There are many sales people out there who will go to great lengths to avoid involving credit control in the sales process – fearing they will shut down a promising deal, for undue worry about their ability to pay.

But stop and think about it.  If a deal is genuinely at risk of going unpaid, is it worth ‘closing’ anyway?  Credit control have no negative agenda, they are simply watchful to ensure credit isn’t overextended and cashflow is reliable.  So, let’s understand their side of the story…

The Credit Control Perspective 

Where credit control can be accused of being too cautious, the inverse can be true of their view of sales.  Credit control departments have to pick up the fallout from sales committing to working with unreliable clients who may struggle to meet invoice payment deadlines.

There’s a popular saying in credit control departments – “It’s not sold until it’s paid for”.  It’s no good winning the biggest deal, if the money can’t be brought in.  Businesses rely on cashflow, and it’s up to the credit control department to ensure that the money is brought in.

Understandably, it only takes a few bad experiences before credit control departments can be heard referring to members of the sales team as ‘sharks’ who will ‘sign anyone up, regardless of the risk’.

We should pause for thought here too, as how many sales people are educated on risk factors for payment, or encouraged to work collaboratively with credit control to ensure deals are landed that stand the best chance of success?

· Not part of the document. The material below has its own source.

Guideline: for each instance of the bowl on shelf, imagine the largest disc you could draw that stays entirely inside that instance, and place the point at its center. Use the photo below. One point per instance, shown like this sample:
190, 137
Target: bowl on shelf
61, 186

Reconciliation for Success

Reconciling sales and credit control, through better mutual understanding, and communication, is key to addressing any divide.  It’s common for businesses to focus on improving performance by training and educating within the narrow band of each employee’s designated role.  But great value can be achieved by interdepartmental training – particularly between complimentary departments such as sales and credit control.

Encouraging a tighter working relationship between sales and credit control will ultimately enable the business to chase more profitable business

Consider how much less time would be wasted if sales teams filtered out high-risk opportunities, which would be shut down by credit control anyway, before they progressed things too far.  Encouraging a tighter working relationship between sales and credit control will ultimately enable the business to chase more profitable business, more quickly, and ensure greater reliability in cashflow.  Benefits could also be measured in improvements in DSO or delinquency.

Taking the concept of sales and credit control collaboration further still, credit control could proactively furnish sales teams with information about any existing clients who have an uplift in credit-rating.  This would imply that they are growing, or at least present a lower credit risk.  Sales teams could use this insight to drive higher sales volumes with these clients.

Better Tools, Better Working

Tools such as credit information resources can provide inter-departmental value, as mentioned above, but what other tools exist to improve this working relationship?  At Netsend, we find that some of our clients rely on Netsend to provide deep insight into what is being sold where.  In some cases, detail of specific product sales, in specific locations, is only apparent from invoicing records.  Beyond this, our clients use Netsend to identify late-payers and address these, as well as calculating credit risks based in insight not available to credit information resources.

Sales teams can also benefit from knowing when a customer is facing payment reminders, so they can either hold back from trying to grow a troubled account, or even assist in the communication process to bring the cash in more quickly.

Ultimately sales and credit control are two sides of the same process, and both rely on the overall health of the business (i.e. cashflow) being optimal to ensure ongoing security and growth within their departments.  Working more closely together, and sharing data from appropriate tools and services, leads to a more efficient business and better working environment for all.